Laura Carreira’s impressive debut drama sees a quietly excellent Joana Santos endure dehumanising work conditions while looking for a way out

The human cost of the online convenience shopping revolution is, arguably, still to be properly addressed in cinema or any other art form. Chloé Zhao’s 2020 Oscar winner Nomadland was, rightly or wrongly, criticised in some quarters for going easy on working conditions in the Amazon warehouse where she was allowed to film. This outstanding debut feature from the Scotland-based Portuguese film-maker Laura Carreira returns us to the subject, reminding us that the business of choosing items in the gigantic and ironically named “fulfilment centre” is not done by robots, but stressed human beings with the Steinbeckian job description of “pickers”, rushing along vast warehouse shelves, their work rate ruthlessly assessed by digital handsets. (It reminded me of the excellent Sorry We Missed You by Ken Loach, whose production company Sixteen Films has also brought out this film.)

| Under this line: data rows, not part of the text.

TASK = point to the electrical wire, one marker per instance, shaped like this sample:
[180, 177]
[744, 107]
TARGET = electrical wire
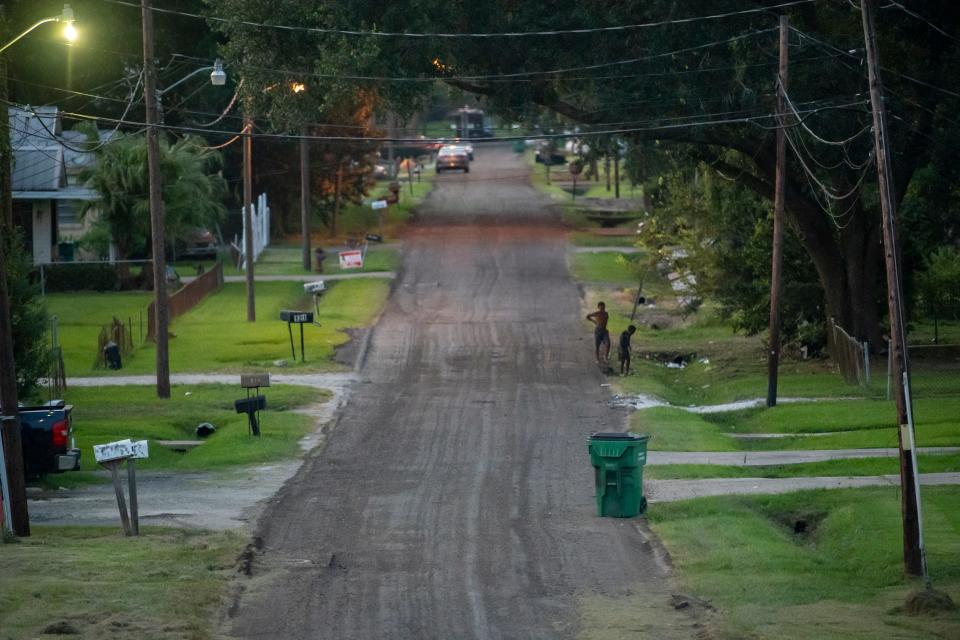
[882, 68]
[505, 34]
[921, 19]
[754, 120]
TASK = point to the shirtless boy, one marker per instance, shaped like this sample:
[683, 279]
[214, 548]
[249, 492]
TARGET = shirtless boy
[601, 337]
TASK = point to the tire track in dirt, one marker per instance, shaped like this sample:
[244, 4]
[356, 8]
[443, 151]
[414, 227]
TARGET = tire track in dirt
[455, 498]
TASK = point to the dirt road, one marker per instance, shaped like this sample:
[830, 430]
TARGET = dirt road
[454, 498]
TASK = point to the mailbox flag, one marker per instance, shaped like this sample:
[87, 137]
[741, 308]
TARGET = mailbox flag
[351, 259]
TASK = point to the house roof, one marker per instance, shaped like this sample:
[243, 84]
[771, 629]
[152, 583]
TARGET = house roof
[41, 160]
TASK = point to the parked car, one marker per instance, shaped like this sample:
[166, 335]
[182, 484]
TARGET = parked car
[46, 436]
[198, 243]
[453, 158]
[465, 146]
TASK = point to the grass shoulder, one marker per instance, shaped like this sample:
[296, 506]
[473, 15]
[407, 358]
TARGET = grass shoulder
[829, 558]
[104, 414]
[92, 582]
[215, 335]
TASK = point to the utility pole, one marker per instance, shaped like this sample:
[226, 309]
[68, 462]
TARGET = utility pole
[336, 199]
[8, 403]
[8, 375]
[248, 213]
[158, 246]
[305, 195]
[773, 356]
[6, 149]
[914, 558]
[616, 172]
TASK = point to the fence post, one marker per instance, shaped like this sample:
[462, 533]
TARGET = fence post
[866, 360]
[889, 366]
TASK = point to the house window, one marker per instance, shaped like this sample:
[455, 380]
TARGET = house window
[68, 212]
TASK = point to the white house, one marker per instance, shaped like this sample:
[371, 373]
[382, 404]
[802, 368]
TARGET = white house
[47, 195]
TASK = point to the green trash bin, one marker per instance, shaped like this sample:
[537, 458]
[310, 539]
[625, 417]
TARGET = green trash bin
[618, 460]
[66, 251]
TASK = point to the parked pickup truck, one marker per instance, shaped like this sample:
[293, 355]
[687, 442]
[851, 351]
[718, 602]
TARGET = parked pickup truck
[46, 434]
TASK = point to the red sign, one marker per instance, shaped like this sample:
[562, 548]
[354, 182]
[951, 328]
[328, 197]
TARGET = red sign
[351, 259]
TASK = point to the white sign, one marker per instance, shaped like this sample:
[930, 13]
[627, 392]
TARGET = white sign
[140, 449]
[351, 259]
[120, 450]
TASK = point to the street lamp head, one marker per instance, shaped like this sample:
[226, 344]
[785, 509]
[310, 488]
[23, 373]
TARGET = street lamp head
[218, 76]
[69, 31]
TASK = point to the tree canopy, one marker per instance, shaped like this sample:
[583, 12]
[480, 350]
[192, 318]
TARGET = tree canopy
[706, 84]
[193, 189]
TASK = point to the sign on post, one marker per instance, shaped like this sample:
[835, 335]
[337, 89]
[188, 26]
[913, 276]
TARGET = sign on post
[254, 380]
[296, 317]
[111, 455]
[351, 259]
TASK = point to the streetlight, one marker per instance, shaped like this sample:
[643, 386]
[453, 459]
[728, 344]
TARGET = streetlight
[8, 379]
[218, 78]
[69, 32]
[152, 97]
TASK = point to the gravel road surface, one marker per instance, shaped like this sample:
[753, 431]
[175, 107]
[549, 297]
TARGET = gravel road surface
[454, 498]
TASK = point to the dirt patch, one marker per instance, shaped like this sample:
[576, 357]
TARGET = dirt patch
[928, 602]
[803, 524]
[348, 352]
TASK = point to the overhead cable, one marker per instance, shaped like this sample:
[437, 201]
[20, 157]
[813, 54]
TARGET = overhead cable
[505, 34]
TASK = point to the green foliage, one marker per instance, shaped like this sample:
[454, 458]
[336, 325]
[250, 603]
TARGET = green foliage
[164, 584]
[28, 316]
[726, 231]
[103, 414]
[193, 190]
[214, 335]
[840, 575]
[938, 287]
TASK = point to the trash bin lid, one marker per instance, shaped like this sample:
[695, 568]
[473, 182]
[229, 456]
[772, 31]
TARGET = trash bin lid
[616, 435]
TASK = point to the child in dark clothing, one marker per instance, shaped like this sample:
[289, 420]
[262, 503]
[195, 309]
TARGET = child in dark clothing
[625, 349]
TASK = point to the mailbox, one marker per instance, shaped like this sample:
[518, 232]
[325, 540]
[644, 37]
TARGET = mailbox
[297, 317]
[250, 406]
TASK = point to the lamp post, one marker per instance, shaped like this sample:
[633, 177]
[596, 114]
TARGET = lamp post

It does not look as if Carreira has shot in a real warehouse, but the film looks convincing enough as her camera keeps very tight into the workers and their field of vision as they roam retail warehouse corridors. Portuguese screen star Joana Santos gives a quietly excellent performance as Aurora, an exploited worker in a fulfilment centre in Scotland. She gets a lift to and from work with a Portuguese colleague who has to gently remind her to contribute to the petrol. She works very hard, and is rewarded with a humiliating and demeaning little prize: a chocolate bar which the manager beamingly tells her to choose from a box on his desk.